Lecythus (λήκυθος), bij de Grieken algemene naam
voor alle soorten kruiken en fiesjes die dienden om
olie of zalf in te bewaren (alabastrum,
aryballus),
door de moderne archeologen in beperkter
betekenis gebruikt voor een eivormige of cylindervormige
olie- of zalfkruik(je) met smalle, vrij hoge
hals, trechtervormige mond en lage voet, met of
zonder handvat. Dit type werd vanaf ca.
600 vC in Attica
en Corinthe vervaardigd.
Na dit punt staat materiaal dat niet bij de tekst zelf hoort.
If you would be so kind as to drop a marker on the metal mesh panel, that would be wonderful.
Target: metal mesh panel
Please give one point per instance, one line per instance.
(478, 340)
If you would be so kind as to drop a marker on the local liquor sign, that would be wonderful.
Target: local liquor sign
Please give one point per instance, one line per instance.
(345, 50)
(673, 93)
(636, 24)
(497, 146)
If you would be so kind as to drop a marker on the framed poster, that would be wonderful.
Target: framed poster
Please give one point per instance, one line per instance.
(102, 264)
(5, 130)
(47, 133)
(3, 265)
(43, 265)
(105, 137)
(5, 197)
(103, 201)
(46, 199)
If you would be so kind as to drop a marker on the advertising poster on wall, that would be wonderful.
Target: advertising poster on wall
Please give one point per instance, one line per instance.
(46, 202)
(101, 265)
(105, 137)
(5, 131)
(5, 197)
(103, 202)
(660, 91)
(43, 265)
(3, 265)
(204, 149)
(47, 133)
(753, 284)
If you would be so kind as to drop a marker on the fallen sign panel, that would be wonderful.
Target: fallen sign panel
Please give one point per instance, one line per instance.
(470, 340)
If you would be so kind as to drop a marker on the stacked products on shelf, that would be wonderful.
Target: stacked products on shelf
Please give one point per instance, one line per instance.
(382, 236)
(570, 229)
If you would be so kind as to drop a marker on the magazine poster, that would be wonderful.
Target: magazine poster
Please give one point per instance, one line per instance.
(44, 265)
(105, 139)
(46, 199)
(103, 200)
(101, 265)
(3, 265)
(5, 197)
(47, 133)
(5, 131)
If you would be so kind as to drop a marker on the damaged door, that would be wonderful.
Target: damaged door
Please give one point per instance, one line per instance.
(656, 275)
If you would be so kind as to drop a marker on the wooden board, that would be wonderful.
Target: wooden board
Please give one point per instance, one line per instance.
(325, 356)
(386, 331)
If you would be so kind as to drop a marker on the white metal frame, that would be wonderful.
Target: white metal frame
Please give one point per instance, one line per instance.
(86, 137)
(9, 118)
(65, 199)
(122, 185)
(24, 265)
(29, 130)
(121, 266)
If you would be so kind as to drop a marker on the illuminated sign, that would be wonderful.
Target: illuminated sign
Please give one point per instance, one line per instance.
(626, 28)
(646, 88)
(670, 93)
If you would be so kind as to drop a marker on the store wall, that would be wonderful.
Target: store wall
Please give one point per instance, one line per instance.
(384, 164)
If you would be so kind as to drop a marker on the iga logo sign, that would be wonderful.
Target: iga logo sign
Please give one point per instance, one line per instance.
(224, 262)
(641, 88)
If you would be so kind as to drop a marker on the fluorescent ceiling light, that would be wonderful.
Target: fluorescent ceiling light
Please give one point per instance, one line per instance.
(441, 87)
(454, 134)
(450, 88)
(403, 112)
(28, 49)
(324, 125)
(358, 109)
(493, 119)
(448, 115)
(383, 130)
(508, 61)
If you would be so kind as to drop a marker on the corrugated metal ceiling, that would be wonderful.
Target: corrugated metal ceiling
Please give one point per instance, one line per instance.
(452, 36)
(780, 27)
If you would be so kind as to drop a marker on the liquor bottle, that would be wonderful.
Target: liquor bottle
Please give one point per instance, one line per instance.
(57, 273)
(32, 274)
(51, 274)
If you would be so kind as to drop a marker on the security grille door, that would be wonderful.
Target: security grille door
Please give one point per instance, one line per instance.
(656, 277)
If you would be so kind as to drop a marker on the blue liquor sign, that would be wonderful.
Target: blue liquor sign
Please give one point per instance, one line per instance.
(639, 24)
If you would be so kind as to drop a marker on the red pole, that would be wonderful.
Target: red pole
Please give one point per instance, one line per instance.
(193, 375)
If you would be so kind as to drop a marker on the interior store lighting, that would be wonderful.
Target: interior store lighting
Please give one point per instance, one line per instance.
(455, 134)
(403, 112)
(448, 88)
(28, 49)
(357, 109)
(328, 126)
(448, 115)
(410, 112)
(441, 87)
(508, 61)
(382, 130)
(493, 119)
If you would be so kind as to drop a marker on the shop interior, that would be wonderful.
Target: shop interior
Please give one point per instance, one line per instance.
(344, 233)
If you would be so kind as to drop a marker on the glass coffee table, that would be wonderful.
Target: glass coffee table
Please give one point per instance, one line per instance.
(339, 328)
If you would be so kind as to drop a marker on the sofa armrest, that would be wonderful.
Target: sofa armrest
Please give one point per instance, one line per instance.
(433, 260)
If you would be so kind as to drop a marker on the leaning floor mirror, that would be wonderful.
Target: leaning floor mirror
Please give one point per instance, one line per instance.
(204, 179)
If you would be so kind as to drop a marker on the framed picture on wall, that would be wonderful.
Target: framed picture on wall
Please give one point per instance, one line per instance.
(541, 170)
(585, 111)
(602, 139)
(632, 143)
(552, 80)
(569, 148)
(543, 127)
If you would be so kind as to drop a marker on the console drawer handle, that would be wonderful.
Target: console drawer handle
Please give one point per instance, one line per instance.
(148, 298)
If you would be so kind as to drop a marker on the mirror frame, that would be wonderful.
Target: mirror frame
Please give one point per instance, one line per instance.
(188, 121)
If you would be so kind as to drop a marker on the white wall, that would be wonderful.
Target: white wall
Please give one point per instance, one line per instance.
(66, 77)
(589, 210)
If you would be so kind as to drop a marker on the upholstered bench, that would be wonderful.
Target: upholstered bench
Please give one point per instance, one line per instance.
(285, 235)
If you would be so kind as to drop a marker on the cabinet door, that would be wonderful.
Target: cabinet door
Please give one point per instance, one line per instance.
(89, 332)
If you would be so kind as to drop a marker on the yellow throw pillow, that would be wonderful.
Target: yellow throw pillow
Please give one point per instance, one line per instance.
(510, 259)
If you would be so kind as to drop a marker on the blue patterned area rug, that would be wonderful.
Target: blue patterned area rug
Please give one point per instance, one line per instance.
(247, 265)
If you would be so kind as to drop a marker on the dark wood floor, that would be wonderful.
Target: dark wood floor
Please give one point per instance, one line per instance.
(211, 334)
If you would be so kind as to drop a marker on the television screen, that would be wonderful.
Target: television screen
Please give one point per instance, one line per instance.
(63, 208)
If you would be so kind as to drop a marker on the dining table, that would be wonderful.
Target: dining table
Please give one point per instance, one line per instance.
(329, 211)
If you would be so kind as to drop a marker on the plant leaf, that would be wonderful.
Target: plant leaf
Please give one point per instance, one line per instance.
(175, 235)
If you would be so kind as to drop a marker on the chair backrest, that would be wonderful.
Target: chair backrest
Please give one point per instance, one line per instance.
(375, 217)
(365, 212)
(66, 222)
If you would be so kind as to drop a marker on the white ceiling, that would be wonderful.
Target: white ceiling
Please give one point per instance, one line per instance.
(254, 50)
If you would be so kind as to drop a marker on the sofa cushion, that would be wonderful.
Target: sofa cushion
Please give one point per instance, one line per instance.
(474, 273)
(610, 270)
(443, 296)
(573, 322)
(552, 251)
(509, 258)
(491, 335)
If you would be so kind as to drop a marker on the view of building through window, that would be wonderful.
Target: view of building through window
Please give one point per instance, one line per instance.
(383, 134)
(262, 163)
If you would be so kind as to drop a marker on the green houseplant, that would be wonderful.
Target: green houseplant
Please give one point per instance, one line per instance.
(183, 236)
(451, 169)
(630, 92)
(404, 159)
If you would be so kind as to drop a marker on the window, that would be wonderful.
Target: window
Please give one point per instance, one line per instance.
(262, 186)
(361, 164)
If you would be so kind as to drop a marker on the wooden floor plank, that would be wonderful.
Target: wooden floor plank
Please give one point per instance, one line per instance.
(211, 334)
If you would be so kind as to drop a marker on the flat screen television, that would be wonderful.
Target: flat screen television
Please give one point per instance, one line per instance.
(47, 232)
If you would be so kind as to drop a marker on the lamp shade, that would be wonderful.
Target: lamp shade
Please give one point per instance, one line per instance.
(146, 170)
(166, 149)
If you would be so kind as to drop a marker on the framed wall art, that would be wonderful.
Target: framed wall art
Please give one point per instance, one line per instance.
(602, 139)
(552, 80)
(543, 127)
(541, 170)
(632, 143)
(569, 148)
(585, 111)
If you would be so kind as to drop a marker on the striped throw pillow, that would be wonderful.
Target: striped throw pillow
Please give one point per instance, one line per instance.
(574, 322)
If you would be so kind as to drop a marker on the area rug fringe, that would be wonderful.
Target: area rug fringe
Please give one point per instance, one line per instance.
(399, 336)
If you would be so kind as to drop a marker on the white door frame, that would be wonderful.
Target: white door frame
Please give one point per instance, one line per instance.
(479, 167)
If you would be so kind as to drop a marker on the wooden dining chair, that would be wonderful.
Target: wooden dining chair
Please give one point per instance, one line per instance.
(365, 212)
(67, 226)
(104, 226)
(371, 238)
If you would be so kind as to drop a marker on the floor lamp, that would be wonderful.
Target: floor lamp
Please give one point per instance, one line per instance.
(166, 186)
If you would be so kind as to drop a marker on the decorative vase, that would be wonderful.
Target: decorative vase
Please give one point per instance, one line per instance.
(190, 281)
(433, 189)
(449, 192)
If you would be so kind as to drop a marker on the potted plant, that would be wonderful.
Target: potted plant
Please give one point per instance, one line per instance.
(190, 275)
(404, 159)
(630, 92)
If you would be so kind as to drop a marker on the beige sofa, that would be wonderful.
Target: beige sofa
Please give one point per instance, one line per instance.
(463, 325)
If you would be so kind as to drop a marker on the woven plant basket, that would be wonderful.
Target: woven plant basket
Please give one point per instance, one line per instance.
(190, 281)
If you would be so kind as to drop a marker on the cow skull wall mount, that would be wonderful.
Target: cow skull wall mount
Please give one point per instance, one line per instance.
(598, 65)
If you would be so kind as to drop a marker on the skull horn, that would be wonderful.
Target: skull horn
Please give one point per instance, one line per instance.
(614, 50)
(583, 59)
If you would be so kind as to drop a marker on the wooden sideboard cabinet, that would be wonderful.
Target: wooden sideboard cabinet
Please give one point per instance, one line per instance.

Hieruit
ontwikkelde zich op het einde van de 6e eeuw vC
een apart genre, de grafl., die de olie bevatte om
het stoffelijk overschot te zalven en vervolgens op
of in het graf van de overledene werd geplaatst.
Een hoogtepunt in artistiek opzicht vormen de prachtige graflecythen uit de tweede helft van de 5e eeuw vC waarop met fijne lijnen in enkele elementaire kleuren op een witte ondergrond ingetogen voorstellingen zijn aangebracht die betrekking hebben op dood en hiernamaals.
Op het einde van de 5e eeuw vC verschijnen de grote
marmeren graflecythen, die boven op het graf werden
gezet in plaats van een grafstele; de artistieke
waarde van het reliëfwerk waarmee ze versierd zijn
is echter meestal gering.
Lit. E. Paribeni (EAA 4, 539-541). - A. Fairbanks, Athenian
Lekythoi 1-2 (University of Michigan Studies, Humanistic
Series 6-7, New York 1907-1914). W. Riezler, Weissgründige
attische Lekythoi 1-2 (München 1914). L. Elferink, Lekythos.